CCGs urged to back GP-led services and avoid tendering

More CCGs should copy a West Midlands group that plans to award enhanced services worth more than £500,000 to GPs without putting them out to tender, the GPC has said.

Wyre Forest CCG chief officer Simon Hairsnape: conflict of interest avoided
Wyre Forest CCG chief officer Simon Hairsnape: conflict of interest avoided

CCGs should not let conflict of interest fears stop them commissioning enhanced services from practices, GP leaders have warned.

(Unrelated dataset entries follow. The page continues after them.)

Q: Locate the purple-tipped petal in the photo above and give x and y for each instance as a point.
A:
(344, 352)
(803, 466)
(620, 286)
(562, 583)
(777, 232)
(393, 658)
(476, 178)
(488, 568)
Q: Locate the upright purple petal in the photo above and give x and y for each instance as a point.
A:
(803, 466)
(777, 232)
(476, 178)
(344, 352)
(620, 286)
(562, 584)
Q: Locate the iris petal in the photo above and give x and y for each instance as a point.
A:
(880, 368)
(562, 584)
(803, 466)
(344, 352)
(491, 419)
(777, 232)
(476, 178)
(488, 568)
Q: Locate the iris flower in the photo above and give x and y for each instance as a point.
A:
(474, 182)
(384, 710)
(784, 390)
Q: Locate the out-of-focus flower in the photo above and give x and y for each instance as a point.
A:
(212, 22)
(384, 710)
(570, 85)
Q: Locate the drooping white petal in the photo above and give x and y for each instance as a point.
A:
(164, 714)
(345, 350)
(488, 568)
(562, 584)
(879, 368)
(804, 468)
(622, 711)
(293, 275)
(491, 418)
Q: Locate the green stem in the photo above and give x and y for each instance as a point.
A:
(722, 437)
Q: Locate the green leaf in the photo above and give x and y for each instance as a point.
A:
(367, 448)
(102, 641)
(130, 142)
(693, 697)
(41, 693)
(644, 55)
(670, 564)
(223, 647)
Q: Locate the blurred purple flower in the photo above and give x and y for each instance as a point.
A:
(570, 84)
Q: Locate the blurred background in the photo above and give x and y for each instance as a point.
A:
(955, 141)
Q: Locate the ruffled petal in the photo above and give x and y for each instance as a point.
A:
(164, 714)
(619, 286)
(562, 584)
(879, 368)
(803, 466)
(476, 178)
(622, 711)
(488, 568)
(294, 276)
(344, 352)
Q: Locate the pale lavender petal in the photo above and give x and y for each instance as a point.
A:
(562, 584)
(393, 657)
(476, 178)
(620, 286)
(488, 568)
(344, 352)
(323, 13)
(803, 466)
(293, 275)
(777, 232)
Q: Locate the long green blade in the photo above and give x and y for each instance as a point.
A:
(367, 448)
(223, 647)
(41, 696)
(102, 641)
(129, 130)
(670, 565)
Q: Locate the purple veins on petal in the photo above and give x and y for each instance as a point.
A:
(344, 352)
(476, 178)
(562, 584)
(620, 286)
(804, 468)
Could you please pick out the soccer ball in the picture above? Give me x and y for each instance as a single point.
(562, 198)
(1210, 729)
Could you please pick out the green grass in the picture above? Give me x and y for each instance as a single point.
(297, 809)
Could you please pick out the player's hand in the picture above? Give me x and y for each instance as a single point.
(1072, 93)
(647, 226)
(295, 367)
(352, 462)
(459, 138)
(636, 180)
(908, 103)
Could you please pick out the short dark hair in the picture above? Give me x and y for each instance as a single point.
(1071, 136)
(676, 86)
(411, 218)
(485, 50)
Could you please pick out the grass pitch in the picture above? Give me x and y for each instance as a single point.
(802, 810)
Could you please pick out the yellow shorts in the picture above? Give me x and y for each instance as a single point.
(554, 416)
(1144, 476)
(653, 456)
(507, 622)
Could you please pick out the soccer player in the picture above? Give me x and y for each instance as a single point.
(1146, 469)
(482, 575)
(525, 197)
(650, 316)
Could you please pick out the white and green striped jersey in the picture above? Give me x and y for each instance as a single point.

NHS Wyre Forest CCG has decided not to put most of its enhanced services out to tender and instead will commission them directly from GP practices.

Anticoagulation services worth £221,000, diabetes care worth £167,000 and intermediate care worth £166,000 are all set to be awarded to GPs.

The CCG said the decision was ‘fully in line with the highest standards of probity’.

Four board members – three GPs and one practice manager – left the meeting while the decision was made to avert conflict of interest concerns.

GPC chairman Dr Chaand Nagpaul said more CCGs should have the confidence not to put enhanced services out to tender if practices are clearly best placed to deliver them.

‘We need to dispel the myth that all enhanced services need to be put out to tender,’ he said.

‘Often, a GP practice will be the most logical provider to offer enhanced services.’

In such cases, CCGs must ensure they have probity arrangements to allow such decisions to be made, he said.

Last month a leading health solicitor warned that competition regulations were frightening CCGs into ruling out commissioning services from GP providers.

Growing numbers of GP practices are forming companies to improve their chances of winning contracts.

Wyre Forest CCG chief officer Simon Hairsnape said the group was well aware of potential conflicts of interest for GP and practice manager board members.

‘The CCG has a comprehensive policy for the management of interests and this was applied,’ he told GP.

‘The recommendation to award some contracts to practices without competition was therefore fully in line with the highest standards of probity and our CCG values of putting patients at the heart of what we do.

‘Contracts have not of course been awarded at this point in time; the intention is to award in due course.’

CCGs are required to review the enhanced services they inherited from PCTs before April 2014.